Professeur Daniel Hartmann

Professeur Daniel Hartmann

Premium Beauty News - D’où vous vient votre intérêt pour les tissus et plus particulièrement le collagène ?

Professeur Hartmann - Dans les années 80, le Centre Technique du Cuir [1] a mis en place à Lyon une activité scientifique autour du collagène. Plusieurs équipes travaillaient sur ce sujet ; certaines sur l’extraction de collagène, d’autres sur l’impact de pathologies sur la matrice extracellulaire comme par exemple les fibroses hépatiques. À l’Institut Pasteur de Lyon, j’étais impliqué dans la production de sondes immunologiques : les anticorps [2] dirigées contre les molécules de la matrice extracellulaire comme les collagènes, l’élastine, la laminine … Notre spécificité était de travailler sur des protéines d’origine humaine mais aussi d’autres espèces animales.

Ce groupe de travail a évolué et Lyon est resté une plateforme rassemblant des chercheurs académiques et industriels spécialisés dans ce domaine. Nous avons d’ailleurs la chance d’avoir un pôle de compétitivité mondial, Lyonbiopôle, qui est un centre d’excellence en infectiologie pour la thérapeutique et le diagnostic et dont la société Novotec [3] fait partie.

Aujourd’hui mes activités de Professeur à la faculté de pharmacie m’amènent à travailler sur les matériaux et les dispositifs médicaux à destination de la santé. Ces biomatériaux peuvent être synthétiques tels que les céramiques, les bioverres ou les polymères résorbables comme l’acide polylactique, ou naturels tels que le collagène. Les applications sont par exemple les produits de substitution osseuse, les vis résorbables à vocation chirurgicale ou les pansements enduits favorisant la cicatrisation. Dans ce but, nous avons développé une expertise en analyse tissulaire en collaboration avec Novotec.

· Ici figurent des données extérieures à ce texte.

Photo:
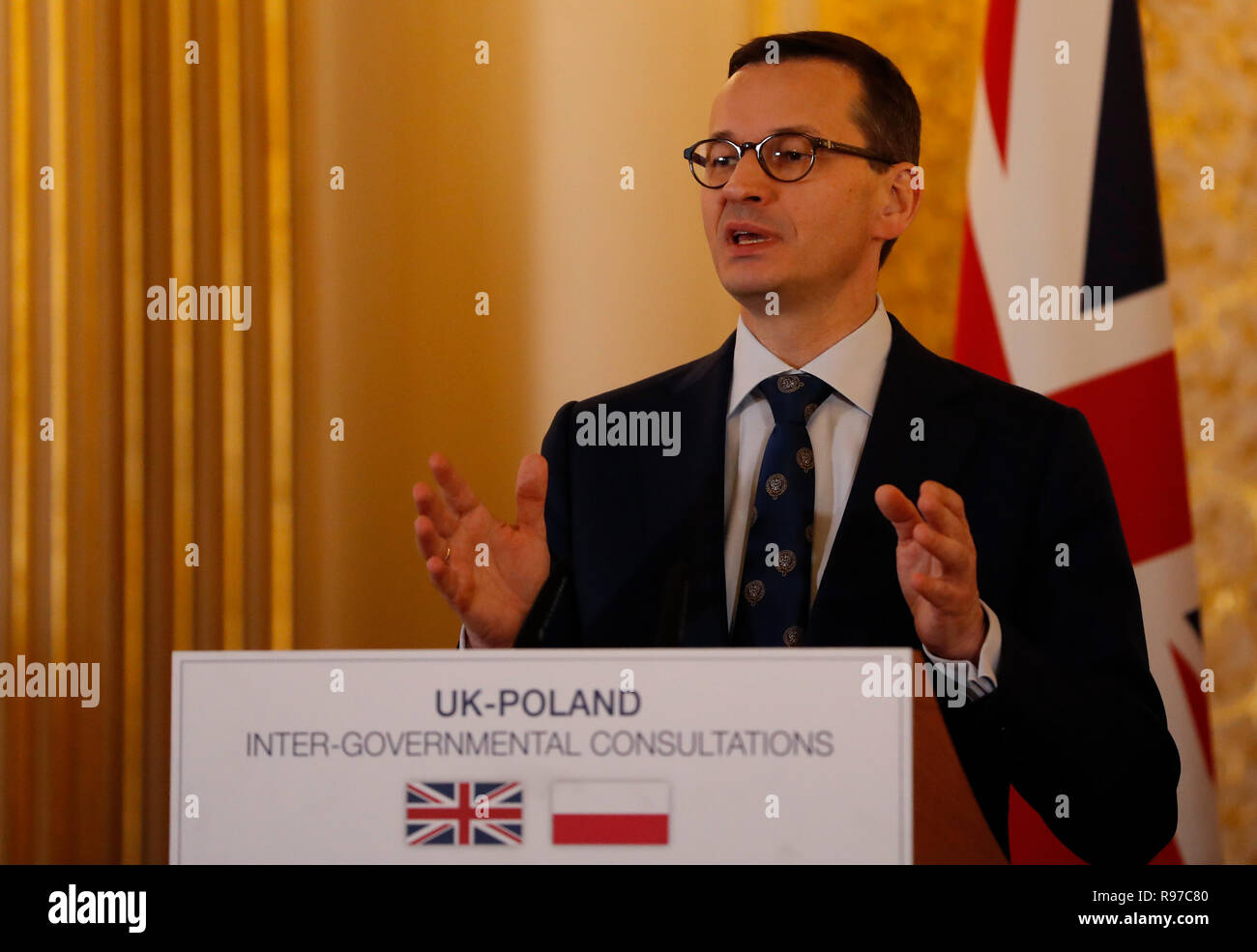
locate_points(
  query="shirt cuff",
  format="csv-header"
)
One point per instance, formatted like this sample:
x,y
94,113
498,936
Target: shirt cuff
x,y
979,680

Premium Beauty News - Quelles sont vos spécificités dans ce domaine ?

Pr Hartmann - Nous travaillons en partenariat avec Novotec dont je suis conseiller scientifique. Novotec développe, produit et commercialise des anticorps spécifiques de la matrice extracellulaire et propose son expérience en caractérisation tissulaire. Dans ce cadre, les techniques classiques d’analyse tissulaire comme l’histologie, l’immunohistochimie (utilisant des anticorps pour cartographier le tissu) et la microscopie électronique ont été récemment complétés par l’hybridation in situ. L’information recueillie est ainsi plus complète puisque sur un même tissu nous pouvons avoir en parallèle la localisation d’une protéine d’intérêt et l’expression de son gène. Des études cinétiques sont par ailleurs possibles pour suivre les protéines produites au cours d’un processus de réparation tissulaire comme la cicatrisation.

Premium Beauty News - Quelles sont les applications des différentes méthodes d’analyse tissulaire notamment pour le domaine cosmétique ?

Pr Hartmann - Les méthodes développées sont essentiellement appliquées dans le secteur de la santé mais des passerelles avec la cosmétique existent car l’approche expérimentale est identique.

Pour exemple, les effets de molécules pharmaceutiques ont été étudiés sur des peaux pathologiques comme le psoriasis. D’autre part, les réactions liées à l’implantation de substituts cutanés et de biomatériaux ont été analysées et suivies in vivo chez la souris, le lapin et le rat. Une publication est en cours de validation.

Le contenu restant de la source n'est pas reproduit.